Synergistic supplementation with glucose, other BCAAs (e.g., L-isoleucine, L-valine), or dietary fiber leads to a more significant promotion of insulin secretion, reflecting nutritional synergy advantages.

IV. Research Controversies and Future Directions

1. Potential Controversies

Some studies have found that long-term high-dose supplementation of L-leucine may cause imbalance in BCAAs metabolism, increase the pressure on pancreatic β-cells in obese individuals, and even exacerbate insulin resistance, indicating the importance of dose control.
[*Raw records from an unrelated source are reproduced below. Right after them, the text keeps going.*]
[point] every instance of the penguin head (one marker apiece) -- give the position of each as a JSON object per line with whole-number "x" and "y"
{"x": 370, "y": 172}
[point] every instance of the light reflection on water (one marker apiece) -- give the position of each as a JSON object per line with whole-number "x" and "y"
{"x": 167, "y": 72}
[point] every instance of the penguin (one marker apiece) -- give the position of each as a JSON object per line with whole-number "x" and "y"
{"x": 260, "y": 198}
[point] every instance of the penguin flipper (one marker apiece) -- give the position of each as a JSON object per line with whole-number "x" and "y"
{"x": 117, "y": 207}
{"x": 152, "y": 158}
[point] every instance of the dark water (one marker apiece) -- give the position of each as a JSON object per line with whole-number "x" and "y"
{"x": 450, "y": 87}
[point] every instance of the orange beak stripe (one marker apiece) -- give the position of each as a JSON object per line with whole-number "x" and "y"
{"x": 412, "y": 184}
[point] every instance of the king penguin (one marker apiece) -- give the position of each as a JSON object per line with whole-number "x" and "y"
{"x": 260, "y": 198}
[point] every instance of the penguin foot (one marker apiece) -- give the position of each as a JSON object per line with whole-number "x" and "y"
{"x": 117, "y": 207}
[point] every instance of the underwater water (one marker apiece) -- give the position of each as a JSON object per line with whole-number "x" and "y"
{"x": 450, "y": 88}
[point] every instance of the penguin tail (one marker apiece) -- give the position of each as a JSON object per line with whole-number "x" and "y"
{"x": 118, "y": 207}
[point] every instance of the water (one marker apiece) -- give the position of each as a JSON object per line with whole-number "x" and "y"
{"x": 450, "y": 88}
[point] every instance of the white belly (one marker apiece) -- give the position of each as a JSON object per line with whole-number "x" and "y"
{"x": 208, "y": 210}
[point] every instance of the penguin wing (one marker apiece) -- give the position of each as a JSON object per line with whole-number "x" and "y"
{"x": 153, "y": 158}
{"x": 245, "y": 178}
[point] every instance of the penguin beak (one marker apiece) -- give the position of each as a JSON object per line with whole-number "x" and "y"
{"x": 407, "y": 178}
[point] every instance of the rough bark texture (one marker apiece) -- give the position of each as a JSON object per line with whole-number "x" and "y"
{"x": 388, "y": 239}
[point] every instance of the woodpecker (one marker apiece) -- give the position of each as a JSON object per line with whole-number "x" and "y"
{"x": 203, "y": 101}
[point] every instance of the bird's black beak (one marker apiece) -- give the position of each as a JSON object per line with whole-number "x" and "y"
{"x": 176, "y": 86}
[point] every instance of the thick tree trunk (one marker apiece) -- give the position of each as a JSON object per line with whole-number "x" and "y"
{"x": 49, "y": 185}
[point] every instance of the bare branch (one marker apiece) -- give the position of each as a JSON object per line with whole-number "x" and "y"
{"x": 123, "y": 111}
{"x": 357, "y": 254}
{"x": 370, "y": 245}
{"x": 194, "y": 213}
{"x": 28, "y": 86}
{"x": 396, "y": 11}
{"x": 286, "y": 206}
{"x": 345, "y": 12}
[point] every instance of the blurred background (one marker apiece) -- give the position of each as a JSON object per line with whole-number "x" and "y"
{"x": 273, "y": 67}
There are individual differences in the response to L-leucine among different populations (e.g., healthy people, diabetic patients, the elderly), and precise supplementation schemes need to be further clarified.

2. Future Research Directions

Further explore the synergistic regulatory mechanisms between L-leucine and other nutrients (e.g., probiotics, vitamin D) to optimize blood glucose management strategies.

Conduct long-term intervention studies in individuals with prediabetes to verify the role of L-leucine in protecting insulin secretion function.

Develop drugs or functional foods targeting the L-leucine metabolic pathway to provide new directions for diabetes treatment.